As the task of training machine learning models becomes more computationally intensive, devising new methods for efficient training has become a crucial pursuit in machine learning. The process of training a given model can often be formulated as a problem of minimizing a well-defined error function for a given machine learning model. Given the power of quantum computers to approximately solve certain hard optimization problems with great efficiency as well as the demonstration of quantum supremacy by Google, we believe quantum computers can accelerate training of machine learning models. In this paper, we posed the training problems for three machine learning models (linear regression, support vector machine, and balanced k-means clustering) as QUBO problems to be solved on adiabatic quantum computers like D-Wave 2000Q. Furthermore, we analyzed the associated time and space complexity of our formulations and provided a theoretical comparison to the state-of-the-art classical methods for training these models. Our results are promising for training machine learning models on quantum computers in the future.

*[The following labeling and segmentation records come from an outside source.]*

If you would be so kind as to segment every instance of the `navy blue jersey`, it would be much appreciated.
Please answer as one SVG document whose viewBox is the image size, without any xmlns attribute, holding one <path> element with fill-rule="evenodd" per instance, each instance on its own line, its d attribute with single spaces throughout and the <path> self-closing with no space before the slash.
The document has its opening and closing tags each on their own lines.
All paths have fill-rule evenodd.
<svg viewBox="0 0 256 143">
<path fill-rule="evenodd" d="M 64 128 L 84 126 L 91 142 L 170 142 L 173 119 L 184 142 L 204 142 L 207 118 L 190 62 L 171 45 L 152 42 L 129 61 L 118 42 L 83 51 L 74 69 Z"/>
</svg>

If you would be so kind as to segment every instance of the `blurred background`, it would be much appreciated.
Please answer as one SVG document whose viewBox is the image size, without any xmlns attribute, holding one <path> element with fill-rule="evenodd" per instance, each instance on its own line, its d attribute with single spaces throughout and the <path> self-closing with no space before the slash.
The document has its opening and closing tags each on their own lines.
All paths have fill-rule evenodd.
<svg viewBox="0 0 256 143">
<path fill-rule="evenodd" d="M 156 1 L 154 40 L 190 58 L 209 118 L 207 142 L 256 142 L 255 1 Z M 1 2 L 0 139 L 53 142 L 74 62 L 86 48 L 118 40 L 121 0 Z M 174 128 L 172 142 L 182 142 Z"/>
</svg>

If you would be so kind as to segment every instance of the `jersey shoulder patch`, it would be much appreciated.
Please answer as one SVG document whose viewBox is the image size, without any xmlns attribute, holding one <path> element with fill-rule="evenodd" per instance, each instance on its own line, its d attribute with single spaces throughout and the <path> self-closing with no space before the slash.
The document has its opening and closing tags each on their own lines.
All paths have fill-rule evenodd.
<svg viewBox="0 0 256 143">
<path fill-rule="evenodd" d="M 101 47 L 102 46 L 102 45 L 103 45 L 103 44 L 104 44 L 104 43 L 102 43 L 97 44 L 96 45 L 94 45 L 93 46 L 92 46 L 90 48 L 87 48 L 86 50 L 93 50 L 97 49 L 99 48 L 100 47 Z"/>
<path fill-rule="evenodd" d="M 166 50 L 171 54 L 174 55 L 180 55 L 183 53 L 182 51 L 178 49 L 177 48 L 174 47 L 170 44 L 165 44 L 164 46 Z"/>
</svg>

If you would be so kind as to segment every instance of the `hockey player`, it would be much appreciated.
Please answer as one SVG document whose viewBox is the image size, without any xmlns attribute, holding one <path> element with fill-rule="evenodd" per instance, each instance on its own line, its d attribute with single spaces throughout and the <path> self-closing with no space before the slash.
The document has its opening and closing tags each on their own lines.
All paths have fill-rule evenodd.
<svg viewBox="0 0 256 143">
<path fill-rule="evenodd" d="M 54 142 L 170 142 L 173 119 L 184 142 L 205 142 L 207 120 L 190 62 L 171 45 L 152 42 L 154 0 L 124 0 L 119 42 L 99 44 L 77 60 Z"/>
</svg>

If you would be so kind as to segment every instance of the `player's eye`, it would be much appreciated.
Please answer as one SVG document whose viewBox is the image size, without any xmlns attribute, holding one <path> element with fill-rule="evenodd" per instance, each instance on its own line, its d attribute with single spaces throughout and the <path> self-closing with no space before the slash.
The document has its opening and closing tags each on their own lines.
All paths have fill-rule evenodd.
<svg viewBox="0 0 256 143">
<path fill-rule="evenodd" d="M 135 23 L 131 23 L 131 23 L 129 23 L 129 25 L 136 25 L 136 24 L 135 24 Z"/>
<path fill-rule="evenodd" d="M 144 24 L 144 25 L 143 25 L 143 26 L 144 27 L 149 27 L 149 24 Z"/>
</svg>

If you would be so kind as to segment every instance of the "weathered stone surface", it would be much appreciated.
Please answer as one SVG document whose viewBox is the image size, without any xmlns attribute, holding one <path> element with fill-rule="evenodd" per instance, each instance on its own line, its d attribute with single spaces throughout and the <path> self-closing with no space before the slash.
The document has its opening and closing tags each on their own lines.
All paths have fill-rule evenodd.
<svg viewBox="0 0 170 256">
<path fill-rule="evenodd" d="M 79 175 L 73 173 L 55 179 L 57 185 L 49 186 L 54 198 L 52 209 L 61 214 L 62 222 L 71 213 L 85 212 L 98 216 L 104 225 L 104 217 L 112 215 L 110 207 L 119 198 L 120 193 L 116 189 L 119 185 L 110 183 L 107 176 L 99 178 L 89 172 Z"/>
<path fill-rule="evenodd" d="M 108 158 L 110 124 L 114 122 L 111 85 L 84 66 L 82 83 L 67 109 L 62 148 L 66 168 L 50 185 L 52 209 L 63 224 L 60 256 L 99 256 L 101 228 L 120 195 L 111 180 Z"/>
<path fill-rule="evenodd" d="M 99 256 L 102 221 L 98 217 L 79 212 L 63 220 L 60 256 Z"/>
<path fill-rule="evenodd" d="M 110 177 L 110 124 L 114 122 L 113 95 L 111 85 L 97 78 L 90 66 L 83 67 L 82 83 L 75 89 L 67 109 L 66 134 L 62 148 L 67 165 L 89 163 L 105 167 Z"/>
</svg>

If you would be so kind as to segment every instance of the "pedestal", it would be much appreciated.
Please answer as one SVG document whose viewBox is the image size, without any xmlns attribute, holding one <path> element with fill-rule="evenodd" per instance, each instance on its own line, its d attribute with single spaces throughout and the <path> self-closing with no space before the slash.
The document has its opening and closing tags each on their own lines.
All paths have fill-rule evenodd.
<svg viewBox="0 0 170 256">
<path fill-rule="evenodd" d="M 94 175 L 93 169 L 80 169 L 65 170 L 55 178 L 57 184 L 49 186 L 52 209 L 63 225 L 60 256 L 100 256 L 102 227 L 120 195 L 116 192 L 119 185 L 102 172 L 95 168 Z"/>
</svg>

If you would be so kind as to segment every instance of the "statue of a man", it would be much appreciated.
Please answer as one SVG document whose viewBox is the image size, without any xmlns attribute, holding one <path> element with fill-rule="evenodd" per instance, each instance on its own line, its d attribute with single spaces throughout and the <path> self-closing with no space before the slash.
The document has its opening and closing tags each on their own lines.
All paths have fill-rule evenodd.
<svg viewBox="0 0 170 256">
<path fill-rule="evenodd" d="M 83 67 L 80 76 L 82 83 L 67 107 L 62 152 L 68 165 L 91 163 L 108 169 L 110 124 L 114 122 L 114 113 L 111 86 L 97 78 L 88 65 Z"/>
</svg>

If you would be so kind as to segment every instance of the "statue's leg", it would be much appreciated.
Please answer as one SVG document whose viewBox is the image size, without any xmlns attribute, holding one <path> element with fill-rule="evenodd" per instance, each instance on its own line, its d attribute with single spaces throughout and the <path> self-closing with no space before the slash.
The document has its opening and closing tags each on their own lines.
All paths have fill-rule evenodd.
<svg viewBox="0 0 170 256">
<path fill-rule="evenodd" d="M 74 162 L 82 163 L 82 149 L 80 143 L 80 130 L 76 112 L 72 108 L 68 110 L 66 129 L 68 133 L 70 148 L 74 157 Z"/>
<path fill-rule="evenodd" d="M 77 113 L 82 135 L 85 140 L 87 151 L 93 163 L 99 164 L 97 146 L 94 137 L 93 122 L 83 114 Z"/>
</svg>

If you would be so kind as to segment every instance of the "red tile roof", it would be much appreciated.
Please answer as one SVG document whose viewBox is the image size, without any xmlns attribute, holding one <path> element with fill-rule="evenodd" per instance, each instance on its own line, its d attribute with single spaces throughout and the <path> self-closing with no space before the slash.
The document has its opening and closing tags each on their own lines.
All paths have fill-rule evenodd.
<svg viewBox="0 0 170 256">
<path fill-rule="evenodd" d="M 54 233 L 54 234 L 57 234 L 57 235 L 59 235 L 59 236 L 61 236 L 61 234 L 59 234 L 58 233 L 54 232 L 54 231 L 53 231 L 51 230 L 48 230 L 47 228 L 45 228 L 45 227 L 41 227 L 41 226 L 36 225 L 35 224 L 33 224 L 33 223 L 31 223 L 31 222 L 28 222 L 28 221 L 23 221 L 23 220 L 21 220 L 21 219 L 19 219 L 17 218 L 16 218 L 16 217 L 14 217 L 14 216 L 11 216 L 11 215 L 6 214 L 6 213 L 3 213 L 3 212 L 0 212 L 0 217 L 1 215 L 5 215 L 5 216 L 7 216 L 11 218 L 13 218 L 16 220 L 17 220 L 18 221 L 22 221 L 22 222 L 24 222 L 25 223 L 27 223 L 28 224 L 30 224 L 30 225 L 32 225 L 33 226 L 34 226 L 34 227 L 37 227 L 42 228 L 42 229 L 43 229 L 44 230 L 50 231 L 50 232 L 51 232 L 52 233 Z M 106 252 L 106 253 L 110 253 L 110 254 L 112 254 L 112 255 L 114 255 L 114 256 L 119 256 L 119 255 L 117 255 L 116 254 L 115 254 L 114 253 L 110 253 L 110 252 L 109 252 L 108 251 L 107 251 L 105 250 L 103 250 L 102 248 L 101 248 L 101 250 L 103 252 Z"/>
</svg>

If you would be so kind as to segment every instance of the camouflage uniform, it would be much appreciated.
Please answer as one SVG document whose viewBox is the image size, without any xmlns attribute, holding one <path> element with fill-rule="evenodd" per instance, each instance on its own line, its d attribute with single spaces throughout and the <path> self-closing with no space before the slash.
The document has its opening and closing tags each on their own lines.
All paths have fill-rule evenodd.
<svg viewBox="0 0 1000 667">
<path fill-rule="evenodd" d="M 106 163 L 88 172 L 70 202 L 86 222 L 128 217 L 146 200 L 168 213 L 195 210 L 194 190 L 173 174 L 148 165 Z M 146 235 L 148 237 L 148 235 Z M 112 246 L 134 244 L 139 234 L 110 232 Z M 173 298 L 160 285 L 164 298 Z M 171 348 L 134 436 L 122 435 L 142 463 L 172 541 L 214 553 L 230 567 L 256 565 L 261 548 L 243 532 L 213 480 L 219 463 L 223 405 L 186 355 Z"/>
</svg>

In the future, we would like to empirically evaluate the performance of our quantum approaches on real quantum computers. We would also like to compare the performance of our quantum approaches to state-of-the-art classical approaches. Finally, we would like to formulate other machine learning models such as logistic regression, restricted Boltzmann machines, deep belief networks, Bayesian learning and deep learning as QUBO problems that could potentially be trained on adiabatic quantum computers.